Retrieves DBSQL query history and merges it into a Delta Lake table.
A System Table containing similar data is on the Databricks roadmap, so solutions like this will be mostly unecessary in the near future.
- Ingests DBSQL query history based on supplied parameters
- Supports incremental ingestion
- Works in triggered or continuous mode:
triggered
- ingests data and exitscontinuous
- ingests data every N seconds until cancelled
- Deletion Vectors (DBR 14.1 and above) and Liquid Clustering (DBR 13.3 and above). If you need to support an earlier DBR, update the
create_target_table
function accordingly. - The Python whl includes the Databricks SDK 0.25.1. If you use the module directly, be sure to test any other versions prior to use.
- Download the python whl file from the latest release. It is not published to PyPi.
- Upload the whl file as a workspace file or to a Unity Catalog volume
- Option 1: Install as cluster-scoped library
- Go to the Libraries menu of your cluster
- Select Install new and navigate to where you saved the whl
- Option 2: Install as notebook-scoped library
- Run the following in a notebook cell:
%pip install /path/to/my_package.whl
- Run the following in a notebook cell:
See the libraries documentation for full details and additional options.
The code below shows how to run the DBSQL Query Logger.
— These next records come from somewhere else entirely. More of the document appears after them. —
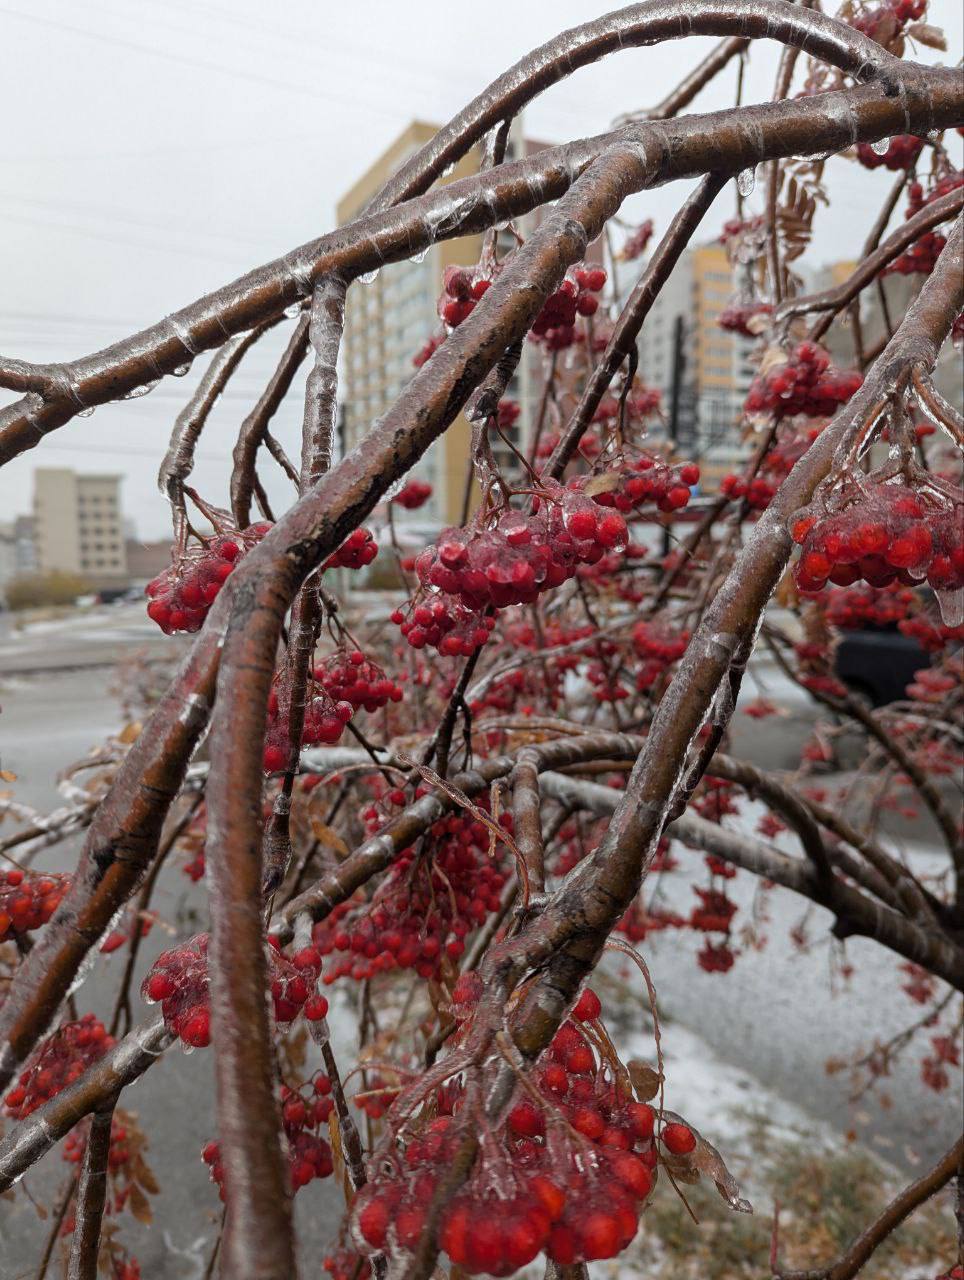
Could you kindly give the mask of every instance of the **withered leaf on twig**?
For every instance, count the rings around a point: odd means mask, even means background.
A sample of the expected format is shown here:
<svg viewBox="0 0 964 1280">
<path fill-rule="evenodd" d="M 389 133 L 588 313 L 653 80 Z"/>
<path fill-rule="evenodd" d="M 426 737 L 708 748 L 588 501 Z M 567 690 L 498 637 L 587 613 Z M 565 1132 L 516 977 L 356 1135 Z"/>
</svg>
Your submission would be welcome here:
<svg viewBox="0 0 964 1280">
<path fill-rule="evenodd" d="M 636 1097 L 640 1102 L 649 1102 L 656 1097 L 659 1086 L 663 1083 L 661 1072 L 651 1067 L 648 1062 L 640 1061 L 639 1058 L 630 1059 L 626 1063 L 626 1070 L 629 1072 L 629 1078 L 633 1082 Z"/>
</svg>

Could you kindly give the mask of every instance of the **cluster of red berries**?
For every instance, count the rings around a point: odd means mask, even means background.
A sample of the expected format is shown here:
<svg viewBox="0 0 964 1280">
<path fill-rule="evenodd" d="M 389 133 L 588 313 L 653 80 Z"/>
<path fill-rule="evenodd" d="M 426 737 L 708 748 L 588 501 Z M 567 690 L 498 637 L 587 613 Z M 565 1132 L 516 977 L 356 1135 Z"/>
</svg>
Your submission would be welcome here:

Refer to docstrings for more details.
The examples folder includes a notebook that uses widgets for easy parameterization.
import logging
from dbsql_query_logger import QueryLogger
logging.basicConfig(
format="%(asctime)s %(message)s",
datefmt="%Y-%m-%dT%H:%M:%S%z"
)
logger = logging.getLogger('dbsql_query_logger')
logger.setLevel(logging.INFO)
query_logger = QueryLogger(
catalog = 'chris_koester',
schema = 'observe',
table = 'query_history',
pipeline_mode = 'triggered',
backfill_period = '24 hours',
reset = 'no'
)
query_logger.run()
Authentication is handled by the Databricks SDK, which implements the Databricks client unified authentication standard. Examples include:
- Notebook - uses native notebook authentication. No configuration necessary.
- Environment variables - environment variable can be set as part of the cluster configuration for scheduled jobs.